In Milton, Massachusetts
, where there were twice as many girls as boys on the high school honor roll, 17-year-old Doug Anglin filed a civil rights complaint in 2006, claiming the school discriminated against male students.

If society were a person, it would complain that it just couldn’t win. There were only two sexes; one was going to have to be in the minority when it came to academic achievement. But while women’s failure to realize their potential had been regarded as a regretful shortcoming, the failure of boys seemed to be seen as a threat to civilization itself.
Margaret Spellings, George W. Bush’s
secretary of education, said the dominance of young women in higher education had “profound implications for the economy, society, families, and democracy.” Experts worried that all those tests they had imposed on schoolchildren in an effort to chart achievement had somehow encouraged the teachers to run their classes in a less boy-friendly way. “Take Our Daughters to Work Day,” which the Ms.

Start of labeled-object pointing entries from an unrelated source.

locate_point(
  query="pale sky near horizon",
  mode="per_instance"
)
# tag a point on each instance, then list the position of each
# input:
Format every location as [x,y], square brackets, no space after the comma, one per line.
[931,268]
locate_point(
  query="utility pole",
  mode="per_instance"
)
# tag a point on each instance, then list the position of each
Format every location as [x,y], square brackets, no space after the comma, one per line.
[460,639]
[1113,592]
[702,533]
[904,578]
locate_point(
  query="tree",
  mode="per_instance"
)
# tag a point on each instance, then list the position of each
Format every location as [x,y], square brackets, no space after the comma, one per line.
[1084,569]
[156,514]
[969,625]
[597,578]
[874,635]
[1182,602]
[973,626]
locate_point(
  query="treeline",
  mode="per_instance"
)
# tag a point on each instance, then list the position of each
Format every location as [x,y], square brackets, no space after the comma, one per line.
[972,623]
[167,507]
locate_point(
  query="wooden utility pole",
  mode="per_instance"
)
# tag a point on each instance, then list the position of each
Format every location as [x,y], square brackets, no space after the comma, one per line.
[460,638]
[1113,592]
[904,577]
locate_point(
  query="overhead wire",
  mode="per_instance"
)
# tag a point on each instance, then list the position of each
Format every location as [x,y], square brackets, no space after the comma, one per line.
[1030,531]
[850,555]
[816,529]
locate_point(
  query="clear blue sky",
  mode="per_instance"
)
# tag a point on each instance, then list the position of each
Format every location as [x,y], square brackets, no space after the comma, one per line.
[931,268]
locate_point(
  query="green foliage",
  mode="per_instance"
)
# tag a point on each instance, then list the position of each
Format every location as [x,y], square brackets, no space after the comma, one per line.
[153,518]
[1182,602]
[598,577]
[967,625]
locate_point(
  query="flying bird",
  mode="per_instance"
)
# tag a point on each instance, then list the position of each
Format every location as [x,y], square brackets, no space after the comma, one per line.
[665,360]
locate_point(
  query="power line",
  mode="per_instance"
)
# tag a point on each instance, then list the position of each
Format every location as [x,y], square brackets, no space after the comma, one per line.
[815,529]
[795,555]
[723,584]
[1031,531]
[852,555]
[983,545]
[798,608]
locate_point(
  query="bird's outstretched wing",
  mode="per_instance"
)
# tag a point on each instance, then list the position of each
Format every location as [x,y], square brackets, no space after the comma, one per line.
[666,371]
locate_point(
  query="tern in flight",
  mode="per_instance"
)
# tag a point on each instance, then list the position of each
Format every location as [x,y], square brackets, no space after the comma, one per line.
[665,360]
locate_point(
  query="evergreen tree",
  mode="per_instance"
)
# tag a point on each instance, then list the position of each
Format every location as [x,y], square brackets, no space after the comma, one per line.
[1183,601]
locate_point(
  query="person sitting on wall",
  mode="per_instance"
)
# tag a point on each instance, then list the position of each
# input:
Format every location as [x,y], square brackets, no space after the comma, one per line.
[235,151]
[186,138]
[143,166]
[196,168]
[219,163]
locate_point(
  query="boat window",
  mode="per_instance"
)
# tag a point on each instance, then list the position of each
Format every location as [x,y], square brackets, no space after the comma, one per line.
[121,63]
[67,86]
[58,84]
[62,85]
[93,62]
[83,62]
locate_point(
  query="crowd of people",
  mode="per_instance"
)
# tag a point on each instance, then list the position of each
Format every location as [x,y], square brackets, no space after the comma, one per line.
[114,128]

Foundation initiated to give girls a sense of possibility, evolved into “Take Our Daughters and Sons to Work Day.”

Yet anyone fearing that women were taking over the world needn’t have fretted. Their overrepresentation at the top ended with the classroom.
Only 17 percent
of the partners in major law firms were women in 2005—a figure that wasn’t much better than the 13 percent of a decade before.
While women held nearly half
of lower-level managerial jobs in American businesses, they represented only a handful of CEOs in Fortune 500 companies.
More than three-quarters
of the American workers making $100,000 to $200,000 a year were male.
By the time CBS
made Katie Couric the evening news anchor in 2006, most of the people working in TV news were women, including 58 percent of the reporters, 66 percent of the news producers, and 56 percent of the news writers. However, almost 80 percent of the news directors and 68 percent of the assistant news directors were men.